WHI – Chapter 31
by BLReadsChapter 31
Of course not.
It wasn’t unbearable, but…
He wouldn’t be able to control himself.
Seeing that he remained silent for a long time, Wen Lan raised his hand, opened the door, and walked out. “I was just teasing. There are so many rooms here. I’m leaving.”
He then disappeared behind the door.
Lin Ting turned off all the lights in the room and pulled open the heavy floor-to-ceiling curtains. In the darkness, relying on the faint light from the high-rise night view, he leaned against the bed and sat on the carpet.
It was high up, and it was prosperous.
And this was not the Wen family’s only asset.

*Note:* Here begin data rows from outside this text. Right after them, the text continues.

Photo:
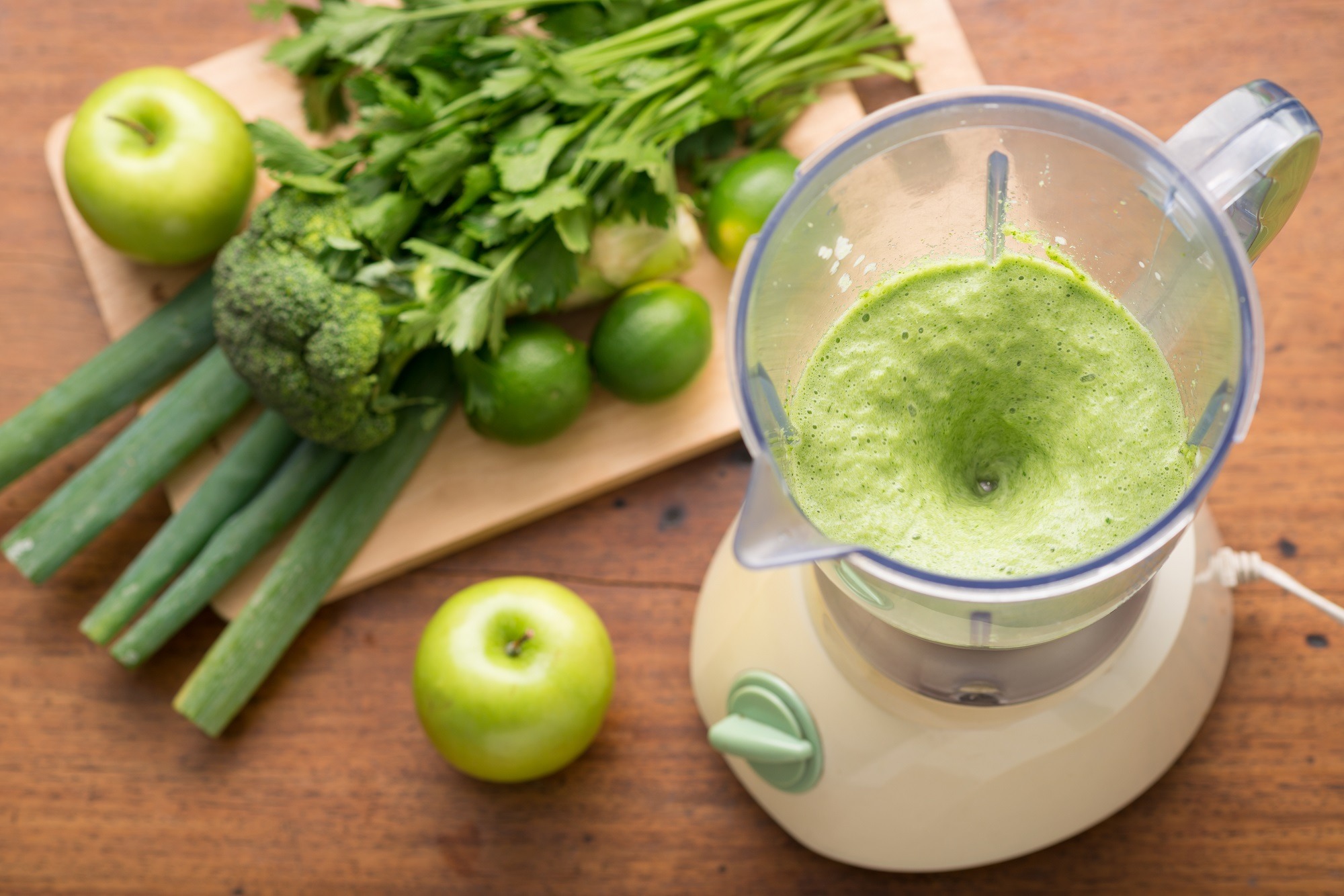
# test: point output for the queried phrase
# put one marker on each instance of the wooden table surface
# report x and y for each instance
(326, 782)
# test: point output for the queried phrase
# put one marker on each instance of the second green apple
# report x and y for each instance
(161, 166)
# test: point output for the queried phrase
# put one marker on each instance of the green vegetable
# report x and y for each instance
(653, 342)
(311, 346)
(126, 371)
(134, 463)
(317, 557)
(744, 198)
(533, 390)
(229, 487)
(497, 152)
(308, 469)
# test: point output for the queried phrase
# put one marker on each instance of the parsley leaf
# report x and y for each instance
(279, 150)
(436, 169)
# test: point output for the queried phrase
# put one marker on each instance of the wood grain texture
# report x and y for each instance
(326, 784)
(467, 490)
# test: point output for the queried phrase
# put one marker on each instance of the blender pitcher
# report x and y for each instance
(1170, 230)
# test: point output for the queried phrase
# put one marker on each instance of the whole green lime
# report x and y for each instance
(653, 341)
(745, 197)
(533, 390)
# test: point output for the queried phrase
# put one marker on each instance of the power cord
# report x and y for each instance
(1240, 568)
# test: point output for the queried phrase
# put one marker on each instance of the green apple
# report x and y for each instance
(161, 166)
(513, 679)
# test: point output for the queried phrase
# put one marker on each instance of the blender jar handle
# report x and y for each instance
(1255, 150)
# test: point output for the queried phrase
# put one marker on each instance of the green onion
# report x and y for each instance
(319, 553)
(126, 371)
(132, 464)
(308, 469)
(228, 488)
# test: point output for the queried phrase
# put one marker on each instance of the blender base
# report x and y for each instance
(917, 785)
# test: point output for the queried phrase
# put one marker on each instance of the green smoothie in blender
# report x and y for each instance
(987, 421)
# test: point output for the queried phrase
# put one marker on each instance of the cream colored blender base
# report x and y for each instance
(913, 784)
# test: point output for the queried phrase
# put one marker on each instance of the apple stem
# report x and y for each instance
(515, 647)
(139, 128)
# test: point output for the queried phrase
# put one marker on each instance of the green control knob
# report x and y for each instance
(769, 726)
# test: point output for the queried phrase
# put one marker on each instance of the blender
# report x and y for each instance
(898, 719)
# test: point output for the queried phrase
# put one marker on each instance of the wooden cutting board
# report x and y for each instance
(470, 490)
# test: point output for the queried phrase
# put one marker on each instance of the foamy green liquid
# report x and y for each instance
(987, 422)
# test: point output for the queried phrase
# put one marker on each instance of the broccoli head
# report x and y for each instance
(308, 343)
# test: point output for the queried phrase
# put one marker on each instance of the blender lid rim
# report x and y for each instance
(1143, 545)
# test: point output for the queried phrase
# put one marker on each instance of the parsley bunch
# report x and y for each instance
(493, 136)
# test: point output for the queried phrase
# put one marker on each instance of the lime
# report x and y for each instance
(653, 341)
(745, 197)
(533, 390)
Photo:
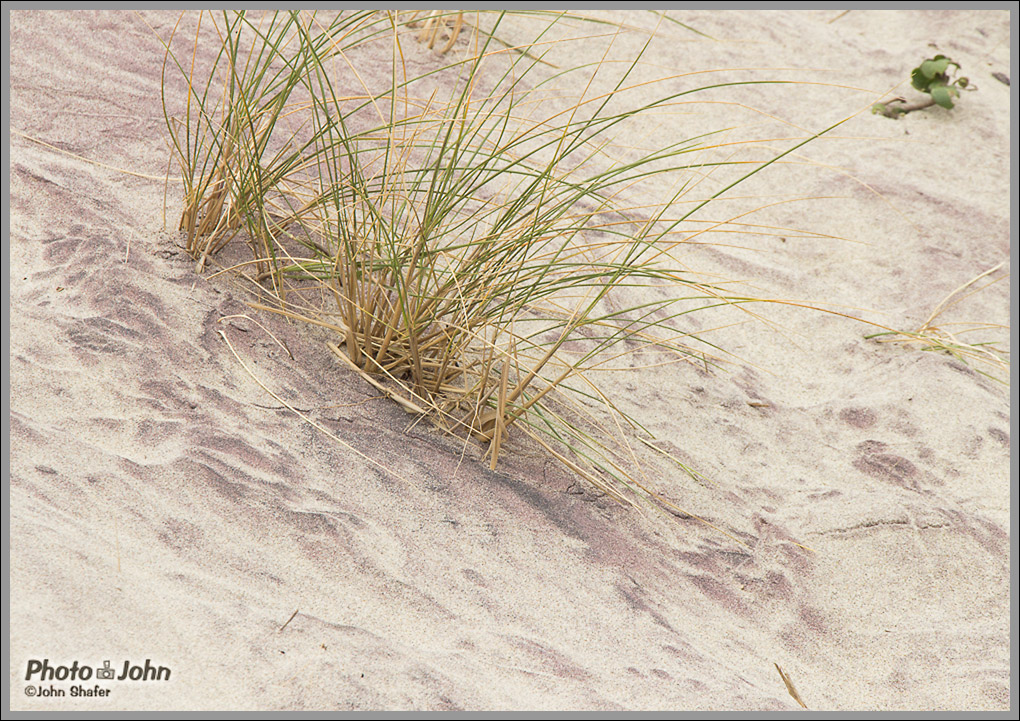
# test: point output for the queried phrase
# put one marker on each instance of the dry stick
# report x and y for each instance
(94, 162)
(403, 402)
(789, 685)
(889, 111)
(308, 420)
(289, 621)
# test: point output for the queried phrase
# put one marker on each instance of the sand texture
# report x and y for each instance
(164, 506)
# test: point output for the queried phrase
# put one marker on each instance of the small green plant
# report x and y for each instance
(932, 336)
(931, 78)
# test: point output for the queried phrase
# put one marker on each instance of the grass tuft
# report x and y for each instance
(464, 229)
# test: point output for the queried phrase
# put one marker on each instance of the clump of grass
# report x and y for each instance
(935, 336)
(468, 246)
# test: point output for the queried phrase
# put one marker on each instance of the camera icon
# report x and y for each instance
(106, 672)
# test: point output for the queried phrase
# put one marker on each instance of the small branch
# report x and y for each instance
(903, 108)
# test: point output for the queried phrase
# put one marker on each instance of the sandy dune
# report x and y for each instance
(163, 506)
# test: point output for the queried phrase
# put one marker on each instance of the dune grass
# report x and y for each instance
(465, 230)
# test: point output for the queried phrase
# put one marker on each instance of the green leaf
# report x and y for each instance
(942, 96)
(919, 81)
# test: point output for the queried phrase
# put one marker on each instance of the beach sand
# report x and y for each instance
(164, 507)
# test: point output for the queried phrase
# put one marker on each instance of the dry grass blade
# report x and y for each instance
(932, 336)
(789, 686)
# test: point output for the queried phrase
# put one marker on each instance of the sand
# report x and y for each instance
(164, 507)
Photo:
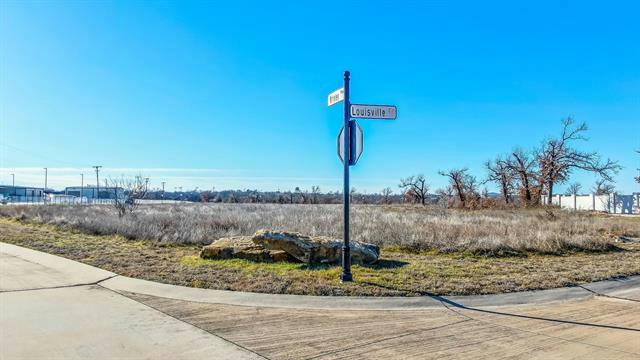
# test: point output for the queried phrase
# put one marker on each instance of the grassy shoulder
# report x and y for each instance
(397, 274)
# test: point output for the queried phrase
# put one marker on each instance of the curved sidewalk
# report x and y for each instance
(627, 288)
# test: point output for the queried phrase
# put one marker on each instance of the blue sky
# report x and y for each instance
(233, 94)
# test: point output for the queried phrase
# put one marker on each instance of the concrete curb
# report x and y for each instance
(79, 271)
(211, 296)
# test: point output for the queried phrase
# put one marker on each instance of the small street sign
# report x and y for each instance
(350, 143)
(356, 143)
(388, 112)
(335, 97)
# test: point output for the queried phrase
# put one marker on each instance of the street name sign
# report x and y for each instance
(350, 144)
(335, 97)
(356, 143)
(388, 112)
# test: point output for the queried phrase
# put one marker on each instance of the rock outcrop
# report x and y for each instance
(242, 247)
(316, 249)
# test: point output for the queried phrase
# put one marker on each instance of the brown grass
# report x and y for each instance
(398, 272)
(413, 229)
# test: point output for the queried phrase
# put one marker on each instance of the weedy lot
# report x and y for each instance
(424, 250)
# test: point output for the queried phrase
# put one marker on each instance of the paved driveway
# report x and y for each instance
(56, 309)
(95, 314)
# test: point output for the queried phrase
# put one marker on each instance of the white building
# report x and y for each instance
(91, 192)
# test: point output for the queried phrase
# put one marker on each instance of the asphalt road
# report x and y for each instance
(56, 308)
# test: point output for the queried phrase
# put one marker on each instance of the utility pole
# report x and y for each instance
(44, 192)
(97, 167)
(81, 186)
(346, 248)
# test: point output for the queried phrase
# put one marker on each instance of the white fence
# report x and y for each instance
(611, 203)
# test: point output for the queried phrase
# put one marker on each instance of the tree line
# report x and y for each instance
(523, 176)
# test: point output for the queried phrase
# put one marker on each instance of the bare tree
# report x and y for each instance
(498, 171)
(603, 187)
(445, 196)
(462, 184)
(386, 195)
(557, 158)
(523, 166)
(132, 190)
(415, 188)
(573, 189)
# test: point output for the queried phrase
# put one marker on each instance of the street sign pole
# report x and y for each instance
(346, 249)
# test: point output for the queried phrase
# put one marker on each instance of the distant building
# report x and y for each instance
(91, 192)
(21, 193)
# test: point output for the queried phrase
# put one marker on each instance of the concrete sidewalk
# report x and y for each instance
(53, 308)
(78, 311)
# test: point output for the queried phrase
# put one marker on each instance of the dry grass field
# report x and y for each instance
(424, 250)
(406, 228)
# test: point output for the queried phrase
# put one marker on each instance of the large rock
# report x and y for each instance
(242, 247)
(316, 249)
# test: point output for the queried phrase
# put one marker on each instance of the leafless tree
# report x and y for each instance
(557, 158)
(573, 189)
(499, 172)
(523, 167)
(445, 196)
(415, 188)
(462, 184)
(133, 191)
(603, 187)
(386, 195)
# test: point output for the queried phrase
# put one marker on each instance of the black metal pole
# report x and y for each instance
(346, 249)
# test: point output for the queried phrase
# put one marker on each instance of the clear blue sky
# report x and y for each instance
(232, 94)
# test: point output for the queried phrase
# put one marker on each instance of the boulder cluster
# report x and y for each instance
(273, 246)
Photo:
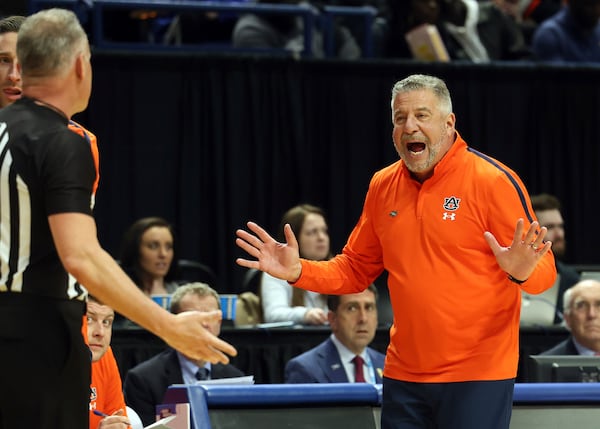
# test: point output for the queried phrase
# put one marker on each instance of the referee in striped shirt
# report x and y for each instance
(48, 242)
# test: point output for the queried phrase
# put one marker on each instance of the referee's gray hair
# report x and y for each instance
(49, 41)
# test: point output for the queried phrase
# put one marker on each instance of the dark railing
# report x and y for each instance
(310, 16)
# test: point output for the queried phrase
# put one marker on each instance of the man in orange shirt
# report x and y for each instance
(10, 77)
(441, 221)
(106, 391)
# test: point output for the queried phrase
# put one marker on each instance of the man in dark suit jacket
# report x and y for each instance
(353, 321)
(547, 210)
(582, 318)
(146, 384)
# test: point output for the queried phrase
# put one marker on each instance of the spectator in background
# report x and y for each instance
(147, 383)
(547, 210)
(281, 301)
(148, 255)
(10, 76)
(528, 14)
(284, 31)
(379, 29)
(106, 393)
(353, 321)
(582, 318)
(471, 31)
(570, 35)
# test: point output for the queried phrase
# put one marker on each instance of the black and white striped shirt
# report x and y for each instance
(45, 169)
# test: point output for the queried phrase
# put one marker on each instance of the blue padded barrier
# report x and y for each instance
(556, 393)
(207, 400)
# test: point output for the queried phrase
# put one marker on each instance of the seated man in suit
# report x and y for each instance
(353, 321)
(146, 384)
(582, 317)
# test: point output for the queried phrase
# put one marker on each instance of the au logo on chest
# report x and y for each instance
(451, 204)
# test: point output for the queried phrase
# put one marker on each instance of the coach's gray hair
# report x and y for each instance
(418, 82)
(49, 41)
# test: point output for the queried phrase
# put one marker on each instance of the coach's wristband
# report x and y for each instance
(517, 281)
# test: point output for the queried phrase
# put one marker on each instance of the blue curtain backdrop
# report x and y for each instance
(209, 142)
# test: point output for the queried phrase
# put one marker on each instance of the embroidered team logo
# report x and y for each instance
(451, 204)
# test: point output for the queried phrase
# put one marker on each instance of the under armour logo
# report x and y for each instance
(451, 216)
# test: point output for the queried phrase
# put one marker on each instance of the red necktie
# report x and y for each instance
(359, 376)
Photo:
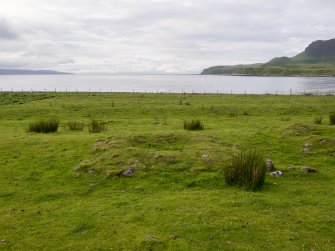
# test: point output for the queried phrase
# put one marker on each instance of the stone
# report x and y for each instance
(92, 171)
(129, 172)
(152, 238)
(77, 168)
(269, 165)
(309, 169)
(277, 174)
(98, 144)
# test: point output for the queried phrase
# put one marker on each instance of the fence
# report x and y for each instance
(218, 92)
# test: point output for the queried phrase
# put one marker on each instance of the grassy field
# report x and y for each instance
(61, 191)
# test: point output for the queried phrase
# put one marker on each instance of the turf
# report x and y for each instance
(61, 191)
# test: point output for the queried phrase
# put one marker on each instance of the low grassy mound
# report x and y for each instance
(44, 126)
(247, 170)
(153, 153)
(97, 126)
(193, 125)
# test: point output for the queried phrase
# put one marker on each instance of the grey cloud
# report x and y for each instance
(159, 35)
(5, 31)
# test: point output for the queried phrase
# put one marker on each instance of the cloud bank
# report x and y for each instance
(156, 36)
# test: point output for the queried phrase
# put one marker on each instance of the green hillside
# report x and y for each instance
(318, 59)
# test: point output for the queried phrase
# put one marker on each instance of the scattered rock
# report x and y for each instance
(97, 144)
(152, 238)
(269, 165)
(277, 173)
(323, 141)
(309, 169)
(306, 150)
(77, 168)
(76, 175)
(92, 171)
(129, 172)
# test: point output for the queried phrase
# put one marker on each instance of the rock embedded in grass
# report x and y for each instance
(269, 165)
(129, 172)
(92, 171)
(277, 174)
(309, 169)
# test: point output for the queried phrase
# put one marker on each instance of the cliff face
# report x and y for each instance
(321, 49)
(318, 59)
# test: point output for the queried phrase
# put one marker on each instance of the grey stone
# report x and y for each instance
(129, 172)
(269, 165)
(277, 174)
(92, 171)
(309, 169)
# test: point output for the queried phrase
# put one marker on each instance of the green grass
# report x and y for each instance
(193, 125)
(44, 125)
(76, 126)
(60, 191)
(97, 126)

He was not Wen Lan’s only friend either.
But he only had Wen Lan left.
His own point, which could not be opened or connected to anything else, was forcefully broken by the infinitely long line of ‘Wen Lan’, but only for this half a year.
After half a year, the ‘line’ would extend into the more distant future, and the ‘point’ could only repeat this segment of the past back and forth, until the square inch of Xuan paper became tattered from bleeding ink.
This was the first time he had finished an entire cigarette completely.
.
After closing the door, Wen Lan did not leave immediately. Instead, he leaned against the door and finished smoking two cigarettes before taking a taxi home.
By the time he got home, it was almost 10 PM.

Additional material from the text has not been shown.